Veggie filled Pho
Description
A warming mid week meal that’s ready in minutes and packs a flavoursome punch, sounds pho-tastic! Up your collagen with this immunity boosting pho, starting Broth & Co’s pasture raised Australian cattle bone broth. Providing a powerful source of nutrients that will support your gut health, along with some crunchy bean sprouts, aromatic ginger, spicy chilli and zesty lime, this Thai inspired dish is ready in minutes and is the perfect addition to your weekly rotation for the last month of winter.
Ingredients
Broth:
- 3cm piece of fresh ginger, grated
- 3 tbsp Broth & Co Tum Yum Thai Bone Broth Concentrate
- 6 cups filtered water
- 1 tbsp Niulife Coconut Sugar
- 2 tsp Spiral Genuine Tamari Sauce
- 2 tsp Carwari Organic Rice Vinegar
Soup:
- 1 packet Spiral Organic Udon Noodles
- 1 tbsp Plenty Cold Pressed Olive Oil
- Handful of fresh mushrooms (we used a mixture oyster, button and shiitake)

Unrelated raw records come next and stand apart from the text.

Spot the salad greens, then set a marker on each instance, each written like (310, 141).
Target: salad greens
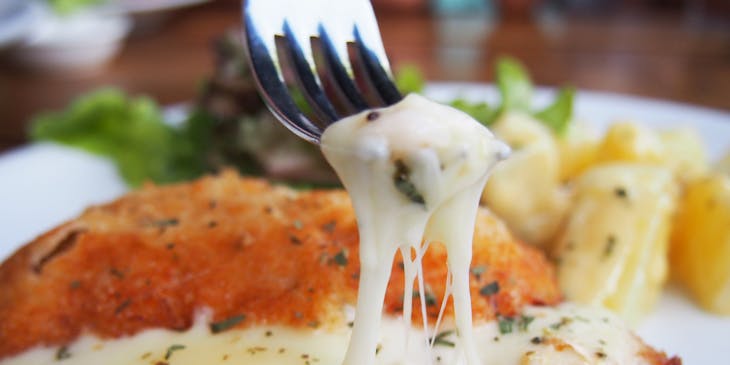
(131, 131)
(65, 7)
(515, 89)
(128, 130)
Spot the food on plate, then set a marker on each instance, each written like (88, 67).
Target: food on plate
(613, 250)
(525, 190)
(234, 270)
(415, 171)
(723, 166)
(700, 251)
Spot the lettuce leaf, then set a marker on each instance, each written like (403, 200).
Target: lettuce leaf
(130, 131)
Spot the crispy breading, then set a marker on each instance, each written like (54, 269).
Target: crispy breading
(236, 246)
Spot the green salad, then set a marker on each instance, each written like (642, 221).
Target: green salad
(132, 132)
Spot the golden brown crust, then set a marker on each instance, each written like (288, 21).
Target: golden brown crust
(236, 246)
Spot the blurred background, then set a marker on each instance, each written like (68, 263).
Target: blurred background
(177, 51)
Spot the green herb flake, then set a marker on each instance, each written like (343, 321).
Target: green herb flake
(404, 184)
(490, 289)
(480, 111)
(163, 223)
(329, 227)
(563, 322)
(226, 324)
(341, 258)
(441, 339)
(524, 322)
(172, 349)
(427, 296)
(610, 246)
(122, 306)
(514, 84)
(558, 115)
(478, 270)
(505, 324)
(409, 79)
(62, 353)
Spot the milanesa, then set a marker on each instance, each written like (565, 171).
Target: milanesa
(231, 270)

- 2-3 cups of veggies (our faves are sliced carrots, broccoli and snow peas)
Optional Garnishes:
- Fresh coriander
- Lime wedges
- Beans sprouts
- thinly-sliced chillies
Preparation method
- Prepare all soup ingredients and garnishes.
- In a large saucepan over medium heat, place broth ingredients and bring to the boil. Once boiled reduce heat and let simmer while you prep your noodles.
- Cook noodles as per packet instructions.
- Add mushrooms and veggies to the broth 5 minutes before serving.
- To plate, simply divide noodles, ladle broth over noodles and top with your chosen garnish. Enjoy!